Todos nos preguntábamos, asombrados, por el destino de Diosdado Cabello, ministro del Interior y dueño y señor de los servicios de inteligencia, recalcitrante chavista de primerísima hora y secuaz leal de Nicolás Maduro. El asombro ha sido –una vez más– una señal de ingenuidad. Cabello, después de varias semanas donde alternaba desapariciones y actitudes equívocas, se ha pasado al virreinato. Estados Unidos sigue ofreciendo una recompensa de 25 millones de dólares por su captura y entrega a Washington, pero Cabello, en los últimos meses, ha demostrado sobradamente su voluntad de colaboración, su adhesión al Rodrigato, su ambición de servir a Donald Trump. Ya no plantea retos. Como Delcy y Jorge, ya nunca se refiere a Maduro encarcelado en Nueva York. Hace pocos días fue fotografiado saludando y conversando como panas con el general Francis Donovan, jefe del Comando Sur, y John Barret, encargado de negocios de Estados Unidos en Venezuela. Cabello, como Delcy o Jorge, no es más que basura excremental, y a las bellas prendas que siempre le han adornado se ha unido la de traidor. Un traidor polivalente: ha renegado de su comandante en jefe, a su proyecto político, a la independencia de su país. El círculo del gobierno virreinal se ha cerrado con el nombramiento más importante de los que ha realizado últimamente: José David Cabello, hermano de Diosdado, presidirá la sociedad estatal Petroquímica de Venezuela, que coordinará sus funciones con Héctor Obregón, presidente de Pdvsa desde marzo con autorización directa de los gringos.

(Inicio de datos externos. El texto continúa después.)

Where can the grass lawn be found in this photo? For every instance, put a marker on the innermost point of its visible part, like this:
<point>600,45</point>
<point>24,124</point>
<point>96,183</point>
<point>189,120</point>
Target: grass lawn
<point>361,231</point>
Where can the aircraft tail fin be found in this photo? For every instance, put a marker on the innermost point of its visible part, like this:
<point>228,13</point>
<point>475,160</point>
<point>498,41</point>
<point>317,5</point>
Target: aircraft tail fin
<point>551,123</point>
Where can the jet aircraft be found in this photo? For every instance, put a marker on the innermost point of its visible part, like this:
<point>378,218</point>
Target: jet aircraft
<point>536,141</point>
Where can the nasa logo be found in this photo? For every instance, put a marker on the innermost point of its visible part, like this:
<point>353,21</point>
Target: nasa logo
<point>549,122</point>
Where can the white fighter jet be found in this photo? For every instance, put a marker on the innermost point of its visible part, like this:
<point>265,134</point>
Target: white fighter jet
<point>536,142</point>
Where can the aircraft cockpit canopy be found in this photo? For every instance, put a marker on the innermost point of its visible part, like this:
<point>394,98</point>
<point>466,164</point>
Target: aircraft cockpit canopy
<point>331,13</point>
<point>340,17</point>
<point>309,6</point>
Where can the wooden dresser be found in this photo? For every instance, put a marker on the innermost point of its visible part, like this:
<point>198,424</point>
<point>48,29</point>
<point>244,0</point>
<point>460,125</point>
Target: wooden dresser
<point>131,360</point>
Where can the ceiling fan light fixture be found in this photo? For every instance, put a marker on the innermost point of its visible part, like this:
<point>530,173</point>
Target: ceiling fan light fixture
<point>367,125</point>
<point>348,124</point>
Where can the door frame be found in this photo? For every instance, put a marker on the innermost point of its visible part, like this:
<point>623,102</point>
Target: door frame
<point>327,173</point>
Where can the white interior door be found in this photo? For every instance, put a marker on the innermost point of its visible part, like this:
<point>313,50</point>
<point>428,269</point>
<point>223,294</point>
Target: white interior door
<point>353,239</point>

Todas estas alimañas no saben gestionar, solo robar, pero a Trump le interesa exclusivamente que salgan con puntualidad los petroleros de la cuota del 25 de la producción de hidrocarburos hacia Estados Unidos. El país hecho cenizas, sin ejército leal y profesional, sin recursos suficientes para su reconstrucción, sin un liderazgo político y una administración mínimamente solvente, va a caer en un abismo histórico que durará décadas. La Venezuela que aún reconocíamos bajo las muescas y el latrocinio chavista no volverá. Vemos cómo se desintegra en directo.